Testing, testing, 1 2 3
Only months before the launch date, Dr. Angela Towle, former associate dean of MD Undergraduate Education with the Vancouver-Fraser Medical Program, together with the rest of the province-wide team, decided to put the medical school’s new distributed model of learning to the test and planned a prototypical week. They invited scores of students, faculty and staff from the Vancouver campus to makeshift campuses in Prince George and Victoria, with the aim of delivering a week of curriculum.
Could such a distributed program offer the same learning experience for students at each site?
“When the students turned up in 2004, and we had been anxious for three years — would there be a program for them? Was there going to be a faculty member to teach them? Was there going to be a classroom to put them in? They just acted as though it had always been there,” says Bates. “They were oblivious to the fact that we had been running as hard as we could.”
We’re in a shift from a generation that was use to the chalkboards and transparency slides…towards a very keen generation who wants to use technology. - Dr. Sabrina Yao, MD '12
Over the years, presentation technology has evolved past videoconferencing alone. Today, a decade since the launch of the distributed program, faculty members are at the forefront of technology-enabled learning, having adopted various platforms – including mobile – to not only support the distributed teaching model, but truly transform and advance the learning experience for medical students across the province.
Technology in UBC’s MD Program
UBC Faculty of Medicine manages one of the most sophisticated videoconferencing systems in Canadian higher education. This system enables the delivery of innovative health education programs that are responsive to the needs of our communities. We also use our technological insight to develop new approaches to enabling learning in undeserved regions across the province.
Audience Response Systems (ARS) allow presenters greater opportunities to interact with their audiences regardless of where they are located in the province at the time of the lecture. For MD Undergraduate sessions, ARS can increase student participation and engagement, and enable faculty to instantly recognize where students are struggling.
The Virtual Slide Box is a computer server in Vancouver holding gigabytes of high-resolution images of microscopic slides that students can view during their classes. They are used in histology labs, replacing rows of microscopes.
Flexible Learning is currently offered in Neuroanatomy, where videos explaining and illustrating curriculum content are produced. Students are expected to watch and review the content at home, while the reinforcing work is done in the classroom.

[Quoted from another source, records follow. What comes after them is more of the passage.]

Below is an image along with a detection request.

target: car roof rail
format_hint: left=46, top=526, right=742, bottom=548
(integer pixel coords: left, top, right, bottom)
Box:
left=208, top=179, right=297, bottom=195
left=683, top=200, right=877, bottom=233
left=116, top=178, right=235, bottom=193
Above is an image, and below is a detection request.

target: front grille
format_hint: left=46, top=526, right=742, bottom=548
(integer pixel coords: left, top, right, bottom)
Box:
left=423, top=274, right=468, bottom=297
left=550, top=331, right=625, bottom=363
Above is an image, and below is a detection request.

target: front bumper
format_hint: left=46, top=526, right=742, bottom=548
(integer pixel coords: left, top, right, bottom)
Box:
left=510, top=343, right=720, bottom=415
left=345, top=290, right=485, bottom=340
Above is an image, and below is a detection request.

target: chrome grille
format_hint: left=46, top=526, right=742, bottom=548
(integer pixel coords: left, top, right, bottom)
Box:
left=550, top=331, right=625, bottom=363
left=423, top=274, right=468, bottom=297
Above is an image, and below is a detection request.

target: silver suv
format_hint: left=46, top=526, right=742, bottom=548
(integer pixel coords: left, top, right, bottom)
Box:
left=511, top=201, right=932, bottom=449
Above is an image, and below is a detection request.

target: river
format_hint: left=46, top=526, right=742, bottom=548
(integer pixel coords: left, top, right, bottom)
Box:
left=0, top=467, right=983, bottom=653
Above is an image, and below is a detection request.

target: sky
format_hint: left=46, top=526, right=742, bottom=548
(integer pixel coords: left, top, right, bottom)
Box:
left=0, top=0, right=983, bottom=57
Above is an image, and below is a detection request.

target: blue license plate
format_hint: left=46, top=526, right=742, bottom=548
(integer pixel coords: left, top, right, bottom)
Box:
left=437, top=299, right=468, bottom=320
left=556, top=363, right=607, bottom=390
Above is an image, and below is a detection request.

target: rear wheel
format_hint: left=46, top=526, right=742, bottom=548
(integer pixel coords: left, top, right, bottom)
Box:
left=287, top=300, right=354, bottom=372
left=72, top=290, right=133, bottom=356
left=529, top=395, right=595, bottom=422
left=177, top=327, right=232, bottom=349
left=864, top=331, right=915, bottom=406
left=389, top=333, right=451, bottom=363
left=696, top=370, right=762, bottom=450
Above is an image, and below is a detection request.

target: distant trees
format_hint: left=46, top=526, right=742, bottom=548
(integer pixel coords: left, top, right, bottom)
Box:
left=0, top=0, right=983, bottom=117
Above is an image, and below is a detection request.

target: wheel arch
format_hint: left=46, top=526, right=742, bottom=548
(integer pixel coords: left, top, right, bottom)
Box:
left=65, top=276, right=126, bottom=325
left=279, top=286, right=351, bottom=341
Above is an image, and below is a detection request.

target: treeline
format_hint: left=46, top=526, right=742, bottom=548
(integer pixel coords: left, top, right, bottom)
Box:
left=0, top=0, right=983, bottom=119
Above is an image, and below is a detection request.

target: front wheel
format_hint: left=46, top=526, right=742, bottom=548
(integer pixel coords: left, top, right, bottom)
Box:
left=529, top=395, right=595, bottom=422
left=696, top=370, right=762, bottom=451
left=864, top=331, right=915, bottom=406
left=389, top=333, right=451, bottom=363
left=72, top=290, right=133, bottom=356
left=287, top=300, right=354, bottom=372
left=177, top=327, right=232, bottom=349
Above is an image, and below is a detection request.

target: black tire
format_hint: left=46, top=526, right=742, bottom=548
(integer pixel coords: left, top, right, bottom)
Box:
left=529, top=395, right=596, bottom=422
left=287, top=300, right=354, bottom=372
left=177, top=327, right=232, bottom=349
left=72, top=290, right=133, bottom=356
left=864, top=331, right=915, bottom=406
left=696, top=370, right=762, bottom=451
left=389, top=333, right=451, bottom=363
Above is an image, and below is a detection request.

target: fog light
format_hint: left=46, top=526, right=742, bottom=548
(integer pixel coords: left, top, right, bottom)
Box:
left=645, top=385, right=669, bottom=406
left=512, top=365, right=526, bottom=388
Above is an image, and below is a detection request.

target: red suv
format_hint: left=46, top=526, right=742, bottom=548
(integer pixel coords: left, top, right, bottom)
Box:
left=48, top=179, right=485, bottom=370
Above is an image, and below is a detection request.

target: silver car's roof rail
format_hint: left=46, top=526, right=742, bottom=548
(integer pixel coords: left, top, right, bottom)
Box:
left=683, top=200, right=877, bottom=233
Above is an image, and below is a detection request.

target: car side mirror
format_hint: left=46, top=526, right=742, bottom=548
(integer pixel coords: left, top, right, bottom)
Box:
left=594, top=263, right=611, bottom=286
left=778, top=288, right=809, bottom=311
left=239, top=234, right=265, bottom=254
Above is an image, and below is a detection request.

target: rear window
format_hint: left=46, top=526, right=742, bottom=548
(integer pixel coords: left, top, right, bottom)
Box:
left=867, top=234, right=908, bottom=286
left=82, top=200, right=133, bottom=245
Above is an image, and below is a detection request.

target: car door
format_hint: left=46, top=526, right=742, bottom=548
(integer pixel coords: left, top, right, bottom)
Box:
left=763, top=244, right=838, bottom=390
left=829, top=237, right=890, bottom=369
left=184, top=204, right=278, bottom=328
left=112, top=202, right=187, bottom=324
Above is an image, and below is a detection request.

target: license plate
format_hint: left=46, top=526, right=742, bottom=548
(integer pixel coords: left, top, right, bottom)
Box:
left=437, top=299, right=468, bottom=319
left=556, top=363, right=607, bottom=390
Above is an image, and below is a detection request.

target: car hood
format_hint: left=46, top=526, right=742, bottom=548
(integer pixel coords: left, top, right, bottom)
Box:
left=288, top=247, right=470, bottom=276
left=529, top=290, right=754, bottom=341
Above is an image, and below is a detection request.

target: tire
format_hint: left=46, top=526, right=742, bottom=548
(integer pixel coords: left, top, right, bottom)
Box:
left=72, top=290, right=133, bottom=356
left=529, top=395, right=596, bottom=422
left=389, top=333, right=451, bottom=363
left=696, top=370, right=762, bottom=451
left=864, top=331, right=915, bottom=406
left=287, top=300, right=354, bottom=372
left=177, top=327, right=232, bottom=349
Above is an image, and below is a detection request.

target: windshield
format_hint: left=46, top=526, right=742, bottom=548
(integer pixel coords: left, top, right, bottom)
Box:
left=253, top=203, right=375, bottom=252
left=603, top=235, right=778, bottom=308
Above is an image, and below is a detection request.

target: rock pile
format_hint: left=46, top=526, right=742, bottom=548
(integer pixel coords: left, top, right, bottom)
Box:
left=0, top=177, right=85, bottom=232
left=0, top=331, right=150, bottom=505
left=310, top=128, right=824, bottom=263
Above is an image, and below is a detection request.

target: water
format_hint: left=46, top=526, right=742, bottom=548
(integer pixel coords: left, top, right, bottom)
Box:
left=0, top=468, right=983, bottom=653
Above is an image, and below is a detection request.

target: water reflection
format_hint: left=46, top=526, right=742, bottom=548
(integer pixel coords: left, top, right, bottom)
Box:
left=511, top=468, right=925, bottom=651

Recorded lectures which are hosted online and are available on demand allow students to review information in their own time. This cuts down on “cognitive overload” for medical students, often overwhelmed with new vocabulary and heavy workloads.
What is Videoconferencing?
Videoconferencing (VC) allows for real-time video and audio communication. With the implementation of videoconferencing technology at each program site, faculty now deliver real-time interactive lectures and dissections by controlling the outgoing video imagery (macro and micro camera views) to students based in labs across British Columbia. Meanwhile, medical students at each site have the opportunity to watch dissections on large LCD or plasma monitors, consult with on-site clinicians, and engage with their fellow students and the lecturer with the press of a button.